Pride might be all that’s left for the Angels to salvage from this season.

Their eighth loss in nine games and 22nd in their last 31 dropped the Angels 12 games behind the division-leading Minnesota Twins and 3 1/2 games out of sixth place.


“We played hard. That’s 90% of the battle,” said Parker, whose three-run home run in the sixth inning trimmed a 5-1 Oakland lead to 5-4.

But hopes of completing the comeback were quashed when Rick Honeycutt pitched 1 2/3 perfect innings and Dennis Eckersley pitched a perfect ninth to earn his 31st save and keep the A’s four games behind the Twins.

“We were in it until the last out of the ninth and we put forth a good effort,” Parker said. “We don’t feel good about it--nobody feels good about losing. We at least played good, aggressive baseball. We just fell short.”

Before a crowd of 41,169, they got off to a fast start when Luis Polonia, a former Oakland player, came all the way home on a hit off the end of his bat. The inside-the-park home run was the second of Polonia’s career and the 19th in club history. He

never hesitated after the ball took an odd carom off the left-field wall and bounced away from Rickey Henderson, who fell to one knee.

Although Henderson’s misplay could have rattled Dave Stewart (9-6), who is struggling after winning 84 games the past four seasons, the Oakland starter said it didn’t bother him.

“I didn’t give it much thought. I don’t mind aggressive mistakes like Rickey’s,” Stewart said. “He just misplayed the ball. It was just an aggressive error.”

Polonia, whose other inside-the-park home run came against the New York Yankees--his other former team--had no comment after the game. He was thrown out at second twice by Oakland catcher Terry Steinbach, in the third after he singled to center and again in the sixth after he walked.

Kirk McCaskill (8-15) was unable to protect the lead. Jose Canseco led off the fourth with his 31st home run, a drive into the right-field seats that he paused to admire before he circled the bases, and the A’s surged ahead on back-to-back doubles by Harold Baines and Steinbach. A sacrifice fly provided the third run, and Oakland added two more in the fifth. After McCaskill walked Canseco and Baines, Steinbach lined a double down the left-field line, signaling the end of McCaskill’s outing.

“Kirk’s really fighting it.

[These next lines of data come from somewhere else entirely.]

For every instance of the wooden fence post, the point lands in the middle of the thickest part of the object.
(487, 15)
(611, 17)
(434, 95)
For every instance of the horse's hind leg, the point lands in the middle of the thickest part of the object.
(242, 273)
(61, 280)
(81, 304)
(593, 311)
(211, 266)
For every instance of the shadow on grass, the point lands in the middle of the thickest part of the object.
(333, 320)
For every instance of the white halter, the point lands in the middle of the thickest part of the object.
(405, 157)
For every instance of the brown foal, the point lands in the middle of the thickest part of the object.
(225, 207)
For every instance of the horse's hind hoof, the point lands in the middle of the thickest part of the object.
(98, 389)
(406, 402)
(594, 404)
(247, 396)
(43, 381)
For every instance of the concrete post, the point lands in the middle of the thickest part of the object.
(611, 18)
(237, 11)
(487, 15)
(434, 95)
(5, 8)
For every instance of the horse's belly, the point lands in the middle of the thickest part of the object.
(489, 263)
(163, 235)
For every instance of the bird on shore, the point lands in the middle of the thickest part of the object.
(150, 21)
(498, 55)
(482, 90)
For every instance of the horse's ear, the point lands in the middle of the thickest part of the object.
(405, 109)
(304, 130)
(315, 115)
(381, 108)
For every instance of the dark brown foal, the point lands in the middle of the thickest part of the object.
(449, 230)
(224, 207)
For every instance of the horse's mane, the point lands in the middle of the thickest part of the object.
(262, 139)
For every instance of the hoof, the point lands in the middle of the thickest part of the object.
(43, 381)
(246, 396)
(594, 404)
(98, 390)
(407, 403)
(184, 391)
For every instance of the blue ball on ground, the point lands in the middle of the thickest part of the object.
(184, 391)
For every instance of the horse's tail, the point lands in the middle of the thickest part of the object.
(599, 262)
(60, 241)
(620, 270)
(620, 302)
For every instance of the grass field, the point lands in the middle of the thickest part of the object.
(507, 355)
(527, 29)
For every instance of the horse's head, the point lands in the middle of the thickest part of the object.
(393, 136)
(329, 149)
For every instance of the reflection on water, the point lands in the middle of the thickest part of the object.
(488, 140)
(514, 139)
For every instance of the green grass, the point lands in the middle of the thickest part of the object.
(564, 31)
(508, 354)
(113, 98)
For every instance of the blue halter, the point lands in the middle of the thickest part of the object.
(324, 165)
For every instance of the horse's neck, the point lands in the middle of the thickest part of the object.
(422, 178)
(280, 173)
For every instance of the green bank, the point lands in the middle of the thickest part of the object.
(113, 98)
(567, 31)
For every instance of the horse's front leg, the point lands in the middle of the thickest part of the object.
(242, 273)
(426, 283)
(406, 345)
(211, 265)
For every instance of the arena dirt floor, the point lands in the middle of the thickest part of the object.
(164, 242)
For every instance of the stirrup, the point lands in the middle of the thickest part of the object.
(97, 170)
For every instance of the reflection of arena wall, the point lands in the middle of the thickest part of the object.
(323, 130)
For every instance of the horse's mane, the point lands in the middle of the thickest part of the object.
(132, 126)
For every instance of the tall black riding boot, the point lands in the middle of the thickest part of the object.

You really empathize with him,” said Manager Doug Rader, whose tenuous hold on his job wasn’t strengthened by his team’s sixth loss in seven games on this home stand and seventh in eight games against the A’s this season.

“Kirk wants to do well and get the job done and he wants it so terribly badly, it makes it almost impossible for him to succeed,” Rader added. “If he’s given to human frailty, it’s that he tried too hard, too badly. . . . (After Canseco’s homer) he was trying to do too much, to make the perfect pitch instead of what he knows is good enough to get a hitter out.”

McCaskill had little to say after his 10th loss in his last 12 decisions. “I didn’t do my job. We lost the game,” he said.

They lost despite Parker’s homer, his fourth off his friend and former teammate, Stewart, and they lost despite another good relief performance from Chris Beasley, who has given up only one run in six appearances. But that they lost with valor doesn’t change the standings.

“There’s no question that these guys are able to play the game of baseball,” Rader said. “They’ve got the ability to come back, the ability to score runs. What they did today was outstanding. They came back and scored some runs, threatened, got good pitching out of the bullpen, that’s great to see. But as has been the case more often than not this year, that effort has not been rewarded.

“It’s not a matter of belief right now--it’s a matter of allowing it to happen. It’s not a lack of belief in one another, but the ability to relax and let it happen.”